Wednesday, September 19, 2007

A Vocation of Transcendence

My mind in like living in a maelstrom right now. It is stormy and gray and tempestuous, it is no wonder I feel exhausted.

Generally, when children grow, it is sequential, an inch a season, a first word followed by more, followed by sentences.... milestones reached in a certain predictable order.

Even my physical growth never followed such a pattern. I was the size of a 3 year old in first grade, the size of an 8 year old in 7th.... and in one year, I grew 12 inches and gained 25 pounds.

I had no words, other than baby talk... and then at 4 I began to speak as an adult, and soon after to read college books.

My physical and intellectual growth never went sequentially - so I suppose I have no reason to believe my spiritual growth should be any less violent and disorienting.

I am spinning around, reading Chodron, and Hillman and Moore. I am reading mythology, and popular self help books on broken hearts. If feels like the top of my head has been cut off, and things are pouring in... or that someone has shoved a funnel in my mouth, and water is spilling through with no chance to catch my breath.

My days are filled with lofty thoughts of transcendence, and meaning, and God, and archetype.... followed by teen aged love lamentation and the broken dream of a relationship that never was. I dialogue with the many Daimons in my own soul, each clammoring and speaking - so much that I have ceased to address myself as "I" and am now using the non-imperial "we". "We are proud of ourselves, we did good, we just need to calm down a bit, and we will be fine".

So much seems to be happening on so many levels... all underpinned by a deep seated fear that I am only the hairless ape of outdated anthropology... we are nothing but biological creatures, we are born, we die... nothing more. All the rest are dreams and bones, and thoughts nothing but synapses firing in an inexplicable void. Rationalism is as much a myth as imagination, as all is constructed for no other purpose than the propagation of a species that is destined to destroy itself.

The thing that seems to differentiate the dark night experience from simple depression and stress is just that.... it is accompanied by a crisis in faith. You do what you must, and you work towards transcendence, completely without any confidence that it counts, is meaningful, or that there will be any light at the end of the tunnel.

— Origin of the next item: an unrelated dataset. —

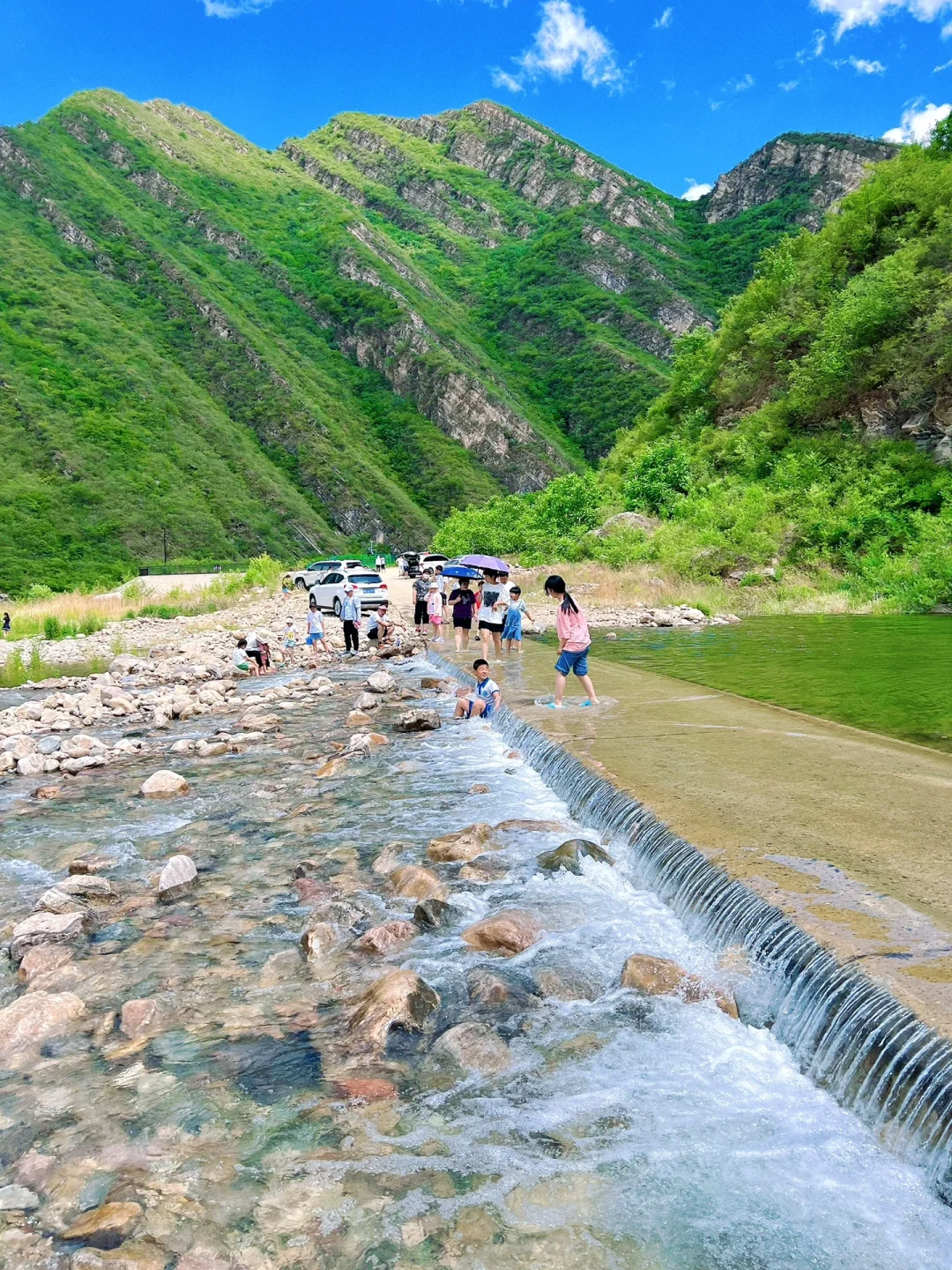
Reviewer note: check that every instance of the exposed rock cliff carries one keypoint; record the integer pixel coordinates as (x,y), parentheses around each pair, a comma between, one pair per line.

In the midst of all this turmoil, I am missing a love that existed only in my imagining of the future, I am in production for a play that may make all my former dreams come true, I have taken on two more clients, I am beginning to take the courses that will allow me to perform psychotherapy on others (in a language I do not understand), and I have a day job that is being woefully underserved. And a string of house guests are coming... the house is a mess, the dog needs to be walked... and most importantly, I am someones mamma.

And I am doing it alone. And I can barely get out of bed in the morning for the apprehension that has settled in my stomach.

Being a rather dissociative person, I can watch my life and myself from the outside, and I can see that this is all good. (Even maybe the broken heart thing... the catalyst for all that follows.) - but from the inside, this doesn't feel so great. It scary and confusing, and I wish I could be comforted.

I prayed to God the other morning at church, and I begged him to take this cup away... but not is such earnestness as to be very convincing I think. And then, I simply cried. Because God is not the cavalry, and in his eyes, perhaps there is no good nor bad, there simply "is", much like the "I am" - and ultimately, surrender is the only choice we really have.